During the Revolutionary War, more men died of disease/illness than battle wounds. The government was mindful of the needs of the sick and injured, but knowledge of germs, contagion and nutrition at this time was limited. "Flying" hospitals were set up adjacent to battle fields to provide the first treatment, much like field hospitals or MASH units today. Injured soldiers were then transferred to a general hospital, transferred back to their unit, or accepted into a type of "invalid corps".

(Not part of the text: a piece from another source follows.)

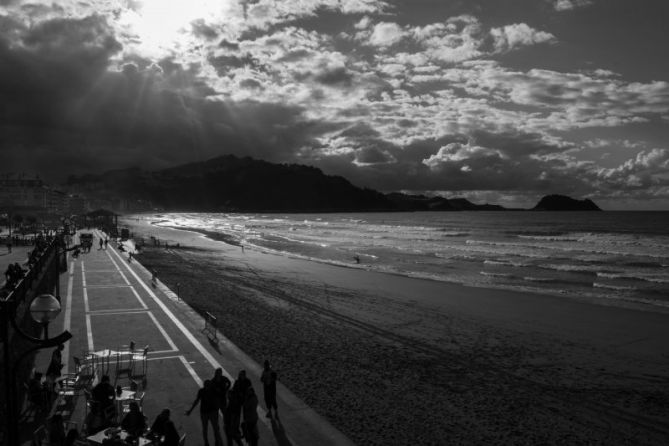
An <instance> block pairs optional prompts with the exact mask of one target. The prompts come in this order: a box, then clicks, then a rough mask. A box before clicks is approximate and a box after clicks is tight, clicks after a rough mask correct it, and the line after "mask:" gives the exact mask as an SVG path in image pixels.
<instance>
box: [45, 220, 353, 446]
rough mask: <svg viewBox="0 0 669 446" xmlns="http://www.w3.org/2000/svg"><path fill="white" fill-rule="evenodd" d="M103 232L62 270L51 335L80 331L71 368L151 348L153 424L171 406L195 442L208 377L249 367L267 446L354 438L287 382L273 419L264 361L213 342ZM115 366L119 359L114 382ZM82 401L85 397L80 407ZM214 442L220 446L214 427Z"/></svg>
mask: <svg viewBox="0 0 669 446" xmlns="http://www.w3.org/2000/svg"><path fill="white" fill-rule="evenodd" d="M101 236H103V237H104V235H103V234H101V233H98V232H96V240H95V241H94V244H93V249H92V250H91V252H90V253H88V254H82V255H80V256H79V258H78V259H71V258H70V259H68V273H67V275H65V274H64V275H63V276H61V297H62V299H63V304H64V311H63V312H62V313H61V315H60V316H59V318H58V319H57V320H56V322H54V323H53V324H52V326H51V328H50V333H52V334H56V333H59V329H68V330H70V331H71V332H72V334H73V338H72V340H71V341H70V342H69V343H68V345H67V346H66V350H65V351H64V355H63V357H64V358H70V362H69V364H67V365H66V366H65V369H64V370H63V372H68V370H69V371H71V370H73V362H72V359H71V358H72V356H81V355H82V354H83V352H84V351H97V350H102V349H107V348H108V349H112V350H115V349H118V348H119V347H120V346H122V345H128V344H129V343H130V342H131V341H133V342H135V344H136V346H137V348H142V347H143V346H145V345H148V346H149V347H150V351H149V355H148V374H147V375H148V379H147V383H146V388H145V392H146V396H145V399H144V412H145V414H146V415H147V416H148V418H149V422H152V421H153V419H154V418H155V416H156V415H158V413H159V412H160V411H161V409H163V408H166V407H167V408H170V409H171V411H172V419H173V420H174V422H175V424H176V426H177V428H178V430H179V432H180V433H184V432H185V433H187V442H186V443H187V444H189V445H200V444H203V441H202V435H201V427H200V420H199V413H198V412H199V408H197V409H196V410H195V411H194V412H193V414H192V415H191V416H190V417H188V416H186V415H185V412H186V410H187V409H188V408H189V407H190V405H191V404H192V402H193V400H194V398H195V395H196V393H197V390H198V388H199V387H201V386H202V382H203V380H205V379H208V378H210V377H212V376H213V373H214V369H215V368H217V367H222V368H223V370H224V374H225V375H227V376H228V377H230V378H232V377H233V376H237V373H238V371H239V370H242V369H245V370H247V375H248V376H249V377H250V378H251V381H252V383H253V387H254V388H255V389H256V393H257V394H258V399H259V400H260V401H261V403H260V405H259V407H258V414H259V418H260V423H259V429H260V444H261V445H281V446H284V445H294V446H300V445H349V444H352V443H351V442H350V440H348V439H347V438H346V437H345V436H344V435H343V434H341V433H340V432H339V431H337V430H336V429H335V428H334V427H332V426H331V425H330V424H329V423H328V422H327V421H326V420H325V419H323V418H322V417H320V416H319V415H318V414H316V413H315V412H314V411H313V410H312V409H310V408H309V407H308V406H307V405H306V404H305V403H303V402H302V401H300V400H299V399H298V398H297V397H295V395H293V394H292V393H291V392H290V391H289V390H288V389H286V388H285V387H283V386H282V385H281V384H280V383H279V386H278V389H277V390H278V400H279V401H278V405H279V413H280V417H281V418H280V421H278V420H274V419H271V420H270V419H268V418H266V417H265V410H264V405H263V403H262V384H261V382H260V373H261V371H262V369H261V366H260V365H259V364H257V363H256V362H254V361H253V360H252V359H251V358H249V357H248V356H247V355H245V354H244V353H243V352H241V351H240V350H239V349H238V348H237V347H236V346H235V345H233V344H232V343H231V342H230V341H229V340H227V339H226V338H224V337H222V336H221V335H220V334H219V342H218V343H217V344H212V343H210V342H209V340H208V338H207V336H206V335H205V334H203V333H202V331H201V330H202V328H203V327H204V320H203V319H202V318H201V317H200V316H199V315H198V314H196V313H195V312H194V311H193V310H192V309H191V308H190V307H189V306H188V305H186V304H185V303H183V302H181V301H179V300H178V299H177V297H176V295H175V294H174V293H172V292H171V290H169V289H168V288H167V287H165V286H164V285H162V284H161V283H158V284H157V285H153V284H152V283H151V275H150V273H149V272H148V271H146V269H145V268H144V267H143V266H142V265H140V264H138V263H137V262H136V261H135V260H133V261H132V262H129V261H128V256H127V254H126V253H123V252H119V251H118V250H117V249H115V248H114V247H113V246H112V243H110V244H109V247H108V249H107V250H104V249H102V250H98V249H97V247H98V243H97V242H98V240H99V237H101ZM65 277H67V280H64V278H65ZM50 353H51V352H49V351H43V352H42V353H41V354H40V356H39V357H38V359H37V361H36V364H37V369H38V370H42V369H44V370H45V369H46V364H47V363H48V358H49V355H50ZM114 367H115V366H114V364H112V366H111V368H112V370H111V371H110V372H111V373H110V376H111V378H112V383H113V380H114ZM280 378H281V377H279V379H280ZM231 380H232V379H231ZM118 384H120V385H122V386H125V385H127V384H128V378H127V377H124V376H123V375H122V376H121V378H120V379H119V381H118ZM82 404H85V403H84V402H83V399H82V400H81V401H80V402H78V404H77V406H81V405H82ZM76 418H79V419H76ZM82 420H83V410H82V409H81V407H77V408H75V411H74V414H73V421H78V422H80V423H81V421H82ZM221 428H222V422H221ZM210 441H211V444H213V438H212V435H211V433H210Z"/></svg>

Often homes were used to provide medical services. Sometimes regiments had their own hospital. General hospitals were usually places to be avoided at all costs because rampant disease, contagion, overcrowding, lack of supplies, and filth contributed to a high mortality rate. The skill and knowledge of doctors varied greatly too, from those who were trained and experienced to those who just had an interest in medicine or who were pressed into service because they had once treated an injured animal!
One of the great innovations of the Revolutionary War period was inocculation against smallpox. As the War progressed, there were fewer deaths due to contagious diseases because of inocculations and the natural immunities that were built up because of exposure to people from different areas of the country.